Use it when: you’re running code from genuinely untrusted sources (user-submitted scripts, plugins from unverified publishers), you need cross-platform support, or you’re already deeply invested in container infrastructure.

The hybrid pattern

Real deployments use both. OpenClawMU’s default: bubblewrap for the standard agent tool surface (shell, file_read, file_write, package install), Docker for tools explicitly marked as untrusted (custom plugins from unverified ClawHub publishers, user-submitted code).

The choice is per-tool, configurable in the tenant config:

sandbox:
  default_mode: bwrap
  modes:
    untrusted_code:
      runtime: docker
      image: openclaw/sandbox-untrusted:latest
      memory_limit_mb: 512
      cpu_quota: 0.5
      runtime_class: runsc  # gVisor

Tools annotated @sandbox("untrusted_code") get the heavier isolation. Everything else gets the fast bubblewrap path.

Cold-start cost in production numbers

A typical agent run issues 3–10 tool calls. Bubblewrap × 10 = ~300 ms total sandboxing overhead — negligible against the 2–5 second LLM response time. Docker × 10 = 2–5 seconds, which doubles the perceived latency.

If you can keep a warm Docker pool, the cold-start cost drops to ~50 ms per call. That’s a reasonable tradeoff for the heavier isolation surface.

Seccomp profiles

Both bubblewrap and Docker accept seccomp profiles that restrict the syscalls a process can issue. A reasonable default for agent code:

• Allow: read, write, openat, close, exec, fork, mmap, brk, exit, futex, clock_gettime, getpid, getuid, getgid (the boring stuff).
• Deny: ptrace, mount, umount2, reboot, kexec_load, sysctl, perf_event_open (anything that touches the kernel or other processes).

OpenClawMU ships a default-deny seccomp profile that allows the syscalls a typical Python / Node / shell tool needs. Custom profiles are configurable per sandbox mode.

Network policy

Default to no network.

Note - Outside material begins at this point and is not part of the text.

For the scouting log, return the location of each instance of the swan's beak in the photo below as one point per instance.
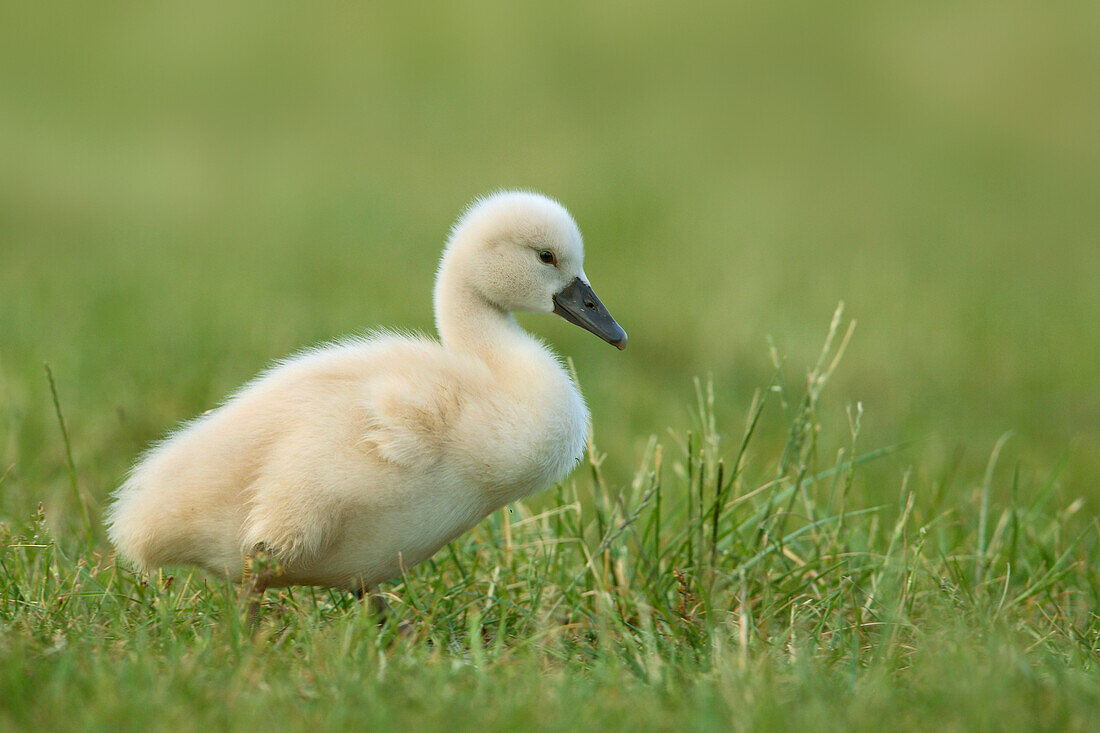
(580, 306)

Tools that need network access opt in with an allow-list:

sandbox:
  network:
    default: deny
    allow:
      - "api.weather.gov:443"
      - "*.anthropic.com:443"

Implementation differs: bubblewrap can run without network namespaces or with a unshare(CLONE_NEWNET) for full isolation; Docker uses --network=none plus a per-container network namespace if you want allow-listing.

When neither is enough

For truly hostile workloads (security research, user-submitted attack payloads), neither bubblewrap nor Docker-on-runc is sufficient. Step up to:

• Docker + gVisor (runsc): kernel-level isolation, ~30% syscall overhead. The pragmatic next step.
• Kata Containers: lightweight VMs as containers. Stronger isolation, heavier cold start.
• Firecracker: AWS’s MicroVM. Used by Lambda. Cold start ~125 ms; very strong isolation.

For most multi-tenant AI gateway use cases, Docker + gVisor is the right ceiling. Beyond that you’re paying overhead you don’t need.

Recommendation

• Linux + trusted-but-isolated workloads: bubblewrap. Fast, simple, well-suited.
• Cross-platform or moderately-untrusted workloads: Docker with default seccomp + cap-drop.
• Genuinely-untrusted (user-submitted code): Docker + gVisor.
• Hostile workloads: Firecracker.

Pick per workload, not per cluster. The right choice for one tool isn’t the right choice for all of them.